Referring to fig. 10, an embodiment of the present application further provides a computer readable storage medium 1001, where the computer readable storage medium 1001 stores a computer program 1002, and the computer program 1002 implements the above-mentioned face fusion method when executed by a processor.
It can be understood that the content of the above method embodiment is applicable to the present storage medium embodiment, and the functions of the present storage medium embodiment are the same as those of the above method embodiment, and the achieved beneficial effects are the same as those of the above method embodiment.

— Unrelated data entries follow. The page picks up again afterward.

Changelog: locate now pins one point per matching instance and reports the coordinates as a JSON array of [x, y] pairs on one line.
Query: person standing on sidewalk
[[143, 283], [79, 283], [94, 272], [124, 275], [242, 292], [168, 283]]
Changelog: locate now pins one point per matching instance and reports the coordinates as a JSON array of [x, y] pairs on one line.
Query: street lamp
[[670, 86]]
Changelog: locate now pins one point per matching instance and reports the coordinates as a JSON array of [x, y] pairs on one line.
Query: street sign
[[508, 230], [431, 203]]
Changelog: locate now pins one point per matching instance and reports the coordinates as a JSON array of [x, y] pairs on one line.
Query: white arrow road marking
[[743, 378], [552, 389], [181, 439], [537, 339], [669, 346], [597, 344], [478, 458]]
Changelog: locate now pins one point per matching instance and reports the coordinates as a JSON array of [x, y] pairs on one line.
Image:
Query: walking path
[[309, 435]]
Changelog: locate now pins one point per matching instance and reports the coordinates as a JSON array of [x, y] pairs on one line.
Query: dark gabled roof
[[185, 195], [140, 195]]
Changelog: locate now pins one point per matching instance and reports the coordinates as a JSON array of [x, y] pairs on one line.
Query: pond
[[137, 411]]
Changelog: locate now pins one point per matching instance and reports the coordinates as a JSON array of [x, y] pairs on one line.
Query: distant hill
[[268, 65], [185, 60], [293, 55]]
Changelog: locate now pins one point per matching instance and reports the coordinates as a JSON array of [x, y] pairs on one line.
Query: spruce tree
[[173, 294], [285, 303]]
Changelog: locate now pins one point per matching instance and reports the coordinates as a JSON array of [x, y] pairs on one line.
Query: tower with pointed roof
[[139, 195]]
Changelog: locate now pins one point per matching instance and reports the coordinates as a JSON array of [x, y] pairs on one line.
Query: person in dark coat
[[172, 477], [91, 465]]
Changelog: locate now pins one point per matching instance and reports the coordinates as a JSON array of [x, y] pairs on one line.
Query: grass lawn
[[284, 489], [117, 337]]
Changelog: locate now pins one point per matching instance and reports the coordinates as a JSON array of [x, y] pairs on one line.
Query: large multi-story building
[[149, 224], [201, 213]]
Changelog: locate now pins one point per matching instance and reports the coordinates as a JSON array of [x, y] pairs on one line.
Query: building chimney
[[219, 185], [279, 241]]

The memory, as a non-transitory computer readable storage medium, may be used to store non-transitory software programs as well as non-transitory computer executable programs. In addition, the memory may include high-speed random access memory, and may also include non-transitory memory, such as at least one magnetic disk storage device, flash memory device, or other non-transitory solid state storage device. In some embodiments, the memory optionally includes memory remotely located relative to the processor, the remote memory being connectable to the processor through a network. Examples of such networks include, but are not limited to, the internet, intranets, local area networks, mobile communication networks, and combinations thereof.
The face fusion method, the face fusion system, the electronic equipment and the storage medium are characterized in that face detection and alignment processing are respectively carried out on a source face image and a target face image, a source face affine transformation matrix and a target face affine transformation matrix are obtained through calculation, clipping processing is respectively carried out on the source face image and the target face image according to the source face affine transformation matrix and the target face affine transformation matrix to obtain a source face area image and a target face area image, feature extraction processing is carried out on the source face area image to obtain ornament features and source face features, ornament features and source face features can be accurately extracted, and the reality of fusion effect is improved. The scheme also includes that the source face features and the target face region images are jointly input into a face fusion model to be subjected to face fusion processing to obtain an initial face fusion result, the initial face fusion result and the ornament features are input into an ornament generation model to be subjected to reconstruction processing to obtain an ornament reconstruction result, the ornament features can be accurately restored by the aid of the reconstruction processing of the initial face fusion result and the ornament features, the ornament reconstruction result is covered to the target face region images according to an inverse matrix of an affine transformation matrix of the target face to obtain the target face fusion result, and fusion accuracy and sense of reality can be improved.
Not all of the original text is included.